WikiProject Politics

[edit]

The distribution of articles per importance rating for WikiProject Politics is as follows:

Rating N articles
Top 111
High 1,107
Mid 4,068
Low 18,469

The number of Top-importance articles will limit the size of our test set, so I decided to set away 30 articles to the test set, and use 80 for the training set. We have had reasonable success with creating fairly large proportion of synthetic samples, so having an additional 800 synthetic samples should be okay, giving us 880 articles per class.

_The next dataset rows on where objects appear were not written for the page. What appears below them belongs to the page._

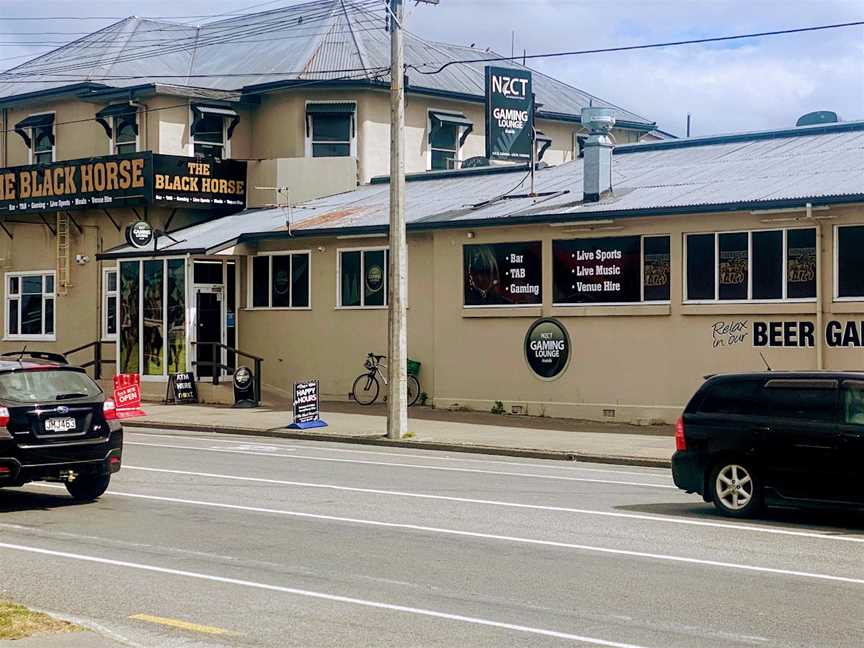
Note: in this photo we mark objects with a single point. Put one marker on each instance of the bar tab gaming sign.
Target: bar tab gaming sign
(127, 180)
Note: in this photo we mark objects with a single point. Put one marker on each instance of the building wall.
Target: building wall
(637, 363)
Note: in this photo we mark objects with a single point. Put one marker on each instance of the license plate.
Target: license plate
(60, 424)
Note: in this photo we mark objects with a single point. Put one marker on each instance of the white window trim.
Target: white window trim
(429, 148)
(386, 287)
(717, 301)
(112, 144)
(309, 131)
(32, 153)
(226, 143)
(270, 255)
(110, 337)
(641, 301)
(7, 298)
(836, 262)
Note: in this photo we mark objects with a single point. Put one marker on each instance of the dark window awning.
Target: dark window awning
(202, 111)
(34, 121)
(123, 112)
(454, 119)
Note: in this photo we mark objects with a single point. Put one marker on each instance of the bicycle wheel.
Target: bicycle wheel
(413, 390)
(365, 389)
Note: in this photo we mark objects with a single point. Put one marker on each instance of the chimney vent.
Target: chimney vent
(597, 163)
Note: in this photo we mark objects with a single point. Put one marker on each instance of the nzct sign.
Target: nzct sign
(509, 114)
(124, 181)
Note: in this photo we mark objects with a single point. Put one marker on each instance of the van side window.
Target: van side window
(853, 403)
(738, 397)
(803, 401)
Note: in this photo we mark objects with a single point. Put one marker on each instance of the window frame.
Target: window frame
(250, 280)
(7, 298)
(31, 150)
(362, 251)
(642, 301)
(309, 129)
(106, 295)
(836, 266)
(784, 299)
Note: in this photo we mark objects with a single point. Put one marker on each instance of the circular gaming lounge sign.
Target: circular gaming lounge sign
(139, 234)
(547, 348)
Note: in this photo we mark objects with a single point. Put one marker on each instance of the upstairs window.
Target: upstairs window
(447, 134)
(212, 128)
(331, 129)
(37, 131)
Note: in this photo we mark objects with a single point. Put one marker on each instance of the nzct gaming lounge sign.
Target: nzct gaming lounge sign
(128, 180)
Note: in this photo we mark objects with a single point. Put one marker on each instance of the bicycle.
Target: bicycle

Performance on the 120 article test set was about the same as for other projects, so I created a larger training set with 100 Top-importance articles, 1,000 synthetic samples, and 1,100 articles from the three other classes for a total of 4,400 articles. Using 10-fold cross-validation I found a minimum node size of 64 to have the lowest error, and that I should use 5,088 trees for predictions. With this setup, we get the following performance across the complete dataset:

Top High Mid Low Accuracy
Top 83 8 16 3 75.45%
High 221 439 271 175 39.69%
Mid 586 936 1,733 812 42.61%
Low 476 1,250 2,880 13,859 75.06%
Average 67.85%

Overall performance is on par with what we have seen in other projects. We also see that Top- and Low-importance are the classes that appear easier to predict, while performance on the other two classes is quite a lot lower. About 20% of the High-importance articles are predicted to be Low-importance, and about 10% of Mid-importance is predicted to be High-importance, something I wonder if will be picked up later during discussions. Inspecting some of the predicted reratings also indicates that they are not as clearly related to number of views and inlinks as we have seen in other projects, curious to see how that affects things too.

WikiProject Africa

[edit]

The distribution of articles per importance rating for WikiProject Africa is as follows:

Rating N articles
Top 2,264
High 1,249
Mid 4,054
Low 25,835

Whereas we before had a low number of Top-importance articles, we now have a large project with less limitation on dataset sizes. It's the number of High-importance articles that limits dataset size, but with almost 1,250 articles, it's not really a limitation compared to what we have seen previously. We first split the dataset up in separate training and test sets, and find classifier performance to be on par with what we have seen previously. While doing this, we did find several articles that were tagged multiple times by the project and given two different importance ratings, and I created a work list table for those as well.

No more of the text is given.